Step 2, compare each ΔDw_i with a, Dw_i is replaced by Dw_i+1 when ΔDw_i is larger than a and Dw_i is larger than Dw_i+1 (i = 1, 2, …, n − 1);

Step 3, do step1 and step 2 repeatedly until all abnormal values are optimized.

The results for TSS width difference are shown in Figure 7, the blue line indicates the raw results from ΔDw_i, the red points are the abnormal values, and the green line shows the result of optimized ΔDw_i.

Figure 7. Width detection results proprecessing.

(2) Trace Features of Road Profile Extraction

According to methods described previously, in the naïve Bayesian classifier, the trace feature of road profile (x⁽²⁾) is the number of clustered trajectories. The authors of [7,29,30,31] proposed using cluster methods to detect lane structure from high-precision GPS trajectories with high sampling frequency such as partition clustering, hierarchical clustering and statistical clustering. According to reference [7] statistical clustering is more suitable for lane structure detection from ordinary GPS data at an accuracy within 4 m. Therefore, for acquiring cluster number of trajectories in road profiles, we fit a constrained Gaussian mixture model (CGMM) to perpendicular cross-sections of the traces across the road, based on the assumption that GPS trajectories will tend to cluster near the center of each lane with some spread due to GPS noise and other vagaries. The CGMM can be defined as:

p (x) = (\sum_{j = 1}^{ln} ω_{j} \frac{1}{\sqrt{2 π σ^{2}}} exp (- \frac{{(x - μ_{j})}^{2}}{2 σ^{2}}))

(12)

where ln represents the number of Gaussian components, and each component corresponds to each lane, while w₁, …, w_ln are the weights of each component, corresponding to the relative traffic volume in each lane and

\sum_{j = 1}^{l n} w_{j} = 1

. The μ₁, …, μ_ln is the means of the trajectories for each component and equals to the centerline of each lane; σ is the standard variance of the trajectories for each component and set same value because the width of lane of adjacency lane usually is the same. The number of components for a CGMM is equal to cluster number of trajectories of a TSS and determined by the structural risk model (structural risk minimization, SRM). To estimate w_i, u_i and σ for a set of ln’s and then select the ln that minimizes the structural risk model. The method to calculate and extract the number of clusters can be obtained according to [7].

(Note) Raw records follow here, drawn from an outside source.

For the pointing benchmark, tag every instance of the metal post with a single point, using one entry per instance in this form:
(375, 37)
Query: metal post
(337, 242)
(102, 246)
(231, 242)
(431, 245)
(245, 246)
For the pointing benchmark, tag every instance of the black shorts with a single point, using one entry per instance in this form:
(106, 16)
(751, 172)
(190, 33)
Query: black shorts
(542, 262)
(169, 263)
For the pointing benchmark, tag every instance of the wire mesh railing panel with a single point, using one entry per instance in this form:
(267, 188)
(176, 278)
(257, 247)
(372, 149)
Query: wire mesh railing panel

In addition, a trajectory is a line described by a series of points. Each point has a gathering time and spatial location, such as Trace_i = {p₁, p₂, …, p_n}, p_i = (x_i, y_i, t_i, direction_i, speed_i, state_i) (i = 1, 2, …, n), where (x_i, y_i) is the spatial location, t_i is the gathering time, and direction_i and speed_i give the motion status of a moving object. At the same time, state_i is attributed information of a moving object such as the ID number of a moving object, as shown in Figure 8a. However, this description is not appropriate for analyzing the longitudinal density distribution of low-quality trajectories because the sampling intervals of this kind of data range from ten seconds to one minute, making the distance between any two adjacent points too large to retain enough information. Thus, we replace common trajectories with trajectory vectors, and obtain a number of trajectories clusters by detecting the longitudinal density distribution of those trajectory vectors.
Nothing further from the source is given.